McGrath questioned whether the bill's intent was to “silence services or advocates that do not support abortion as a solution to a crisis pregnancy.”

Niamh Uí Bhriain of Ireland's Life Institute told LifeSiteNews that the Labor Party, of which Howlin is leader, made the repeal of the right to life of preborn babies a priority.

“This bill purports to ensure women receive appropriate counseling, but their proposal also begs the question as to who will decide which advice is appropriate and honest,” Bhriain explained in an email to LifeSiteNews. “Abortion campaigners deny the humanity of the baby, and the fact that abortion often hurts women.”
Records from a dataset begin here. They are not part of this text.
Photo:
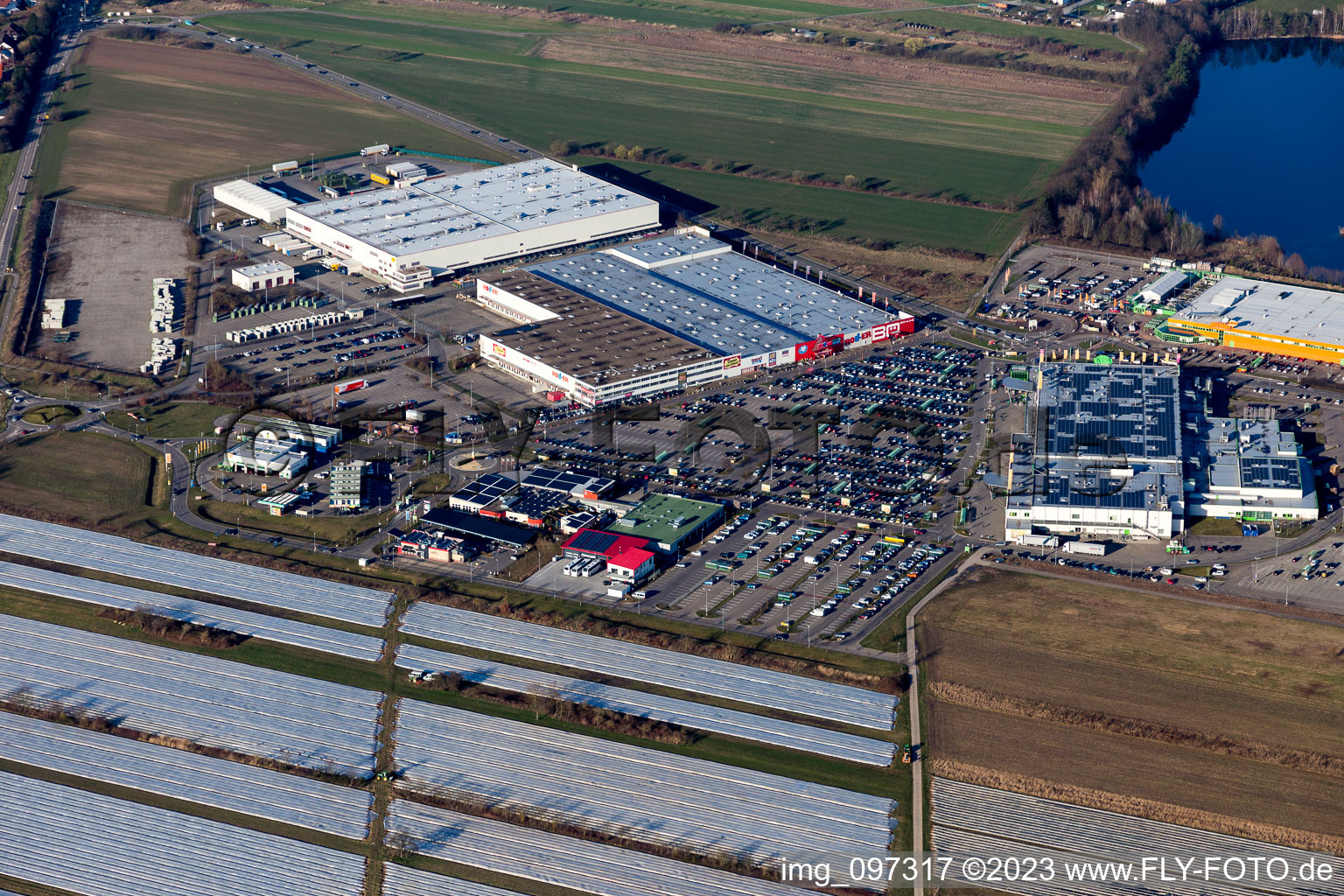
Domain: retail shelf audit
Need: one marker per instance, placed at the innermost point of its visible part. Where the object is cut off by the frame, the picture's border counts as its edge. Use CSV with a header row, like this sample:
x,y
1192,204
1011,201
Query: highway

Bernadette Smyth of Ireland’s Precious Life told LifeSiteNews, “It is very clear that this is an attack on pro-life charities, and the aim of this bill is to silence and stop crisis pregnancies counselors from informing abortion-vulnerable women of the numerous well-documented studies that demonstrate that abortion poses significant medical risks for women.”

Smyth predicted, “If this outrageous bill is passed, it will force many crisis pregnancy centers to close their doors out of fear of prosecution,” which she said “will ultimately lead to more women going to greedy abortion providers.”

Bhriain commented, “Mr. Howlin and his part have been utterly silent on the horrendous advice given to women by pro-abortion agencies. … Will their blinkered views and distortion of the truth be subject to inquiry?”

McGrath expressed similar pro-life concern in the Dáil and was mocked by pro-abortion legislators.

Asked why supporters of the bill did not apply “the same exacting standards to the scandal of life-threatening advice that was offered to pregnant women by the Irish Family Planning Association in 2012,” Ruth Coppinger called him “backward and sexist” and accused him of having “an inordinate interest in women’s bodies.”

Bhriain blogged, “These attacks on Mattie McGrath, widely held to be decent and honorable family man who holds women in high regard, are designed to shut down any real debate around Howlin’s Bill.”

Smyth concluded, “The pro-life movement in Ireland must fight this bill by lobbying their elected representatives with all the up-to-date facts and studies on how abortion harms women and destroys innocent unborn children.”

An amendment was proposed by one of the Teachta Dála representing Tipperary to ensure no pregnancy counseling agencies can also be involved in political campaigning, even though the IFPA engages in such activity.

“The fact that groups like the IFPA are receiving hundreds of thousands of dollars to campaign for repeal of the 8th Amendment from people like George Soros is an outrage,” he said.

Abortion is against the law in Ireland unless the pregnancy endangers the health of the woman. However, “health” includes mental health, so some women share thoughts of suicide to procure an abortion. Most women seeking an abortion go to England, and IFPA employees provide information about where to go to terminate a pregnancy.

According to the IFPA, 3,451 mothers living in Ireland traveled to the UK in 2015 for an abortion.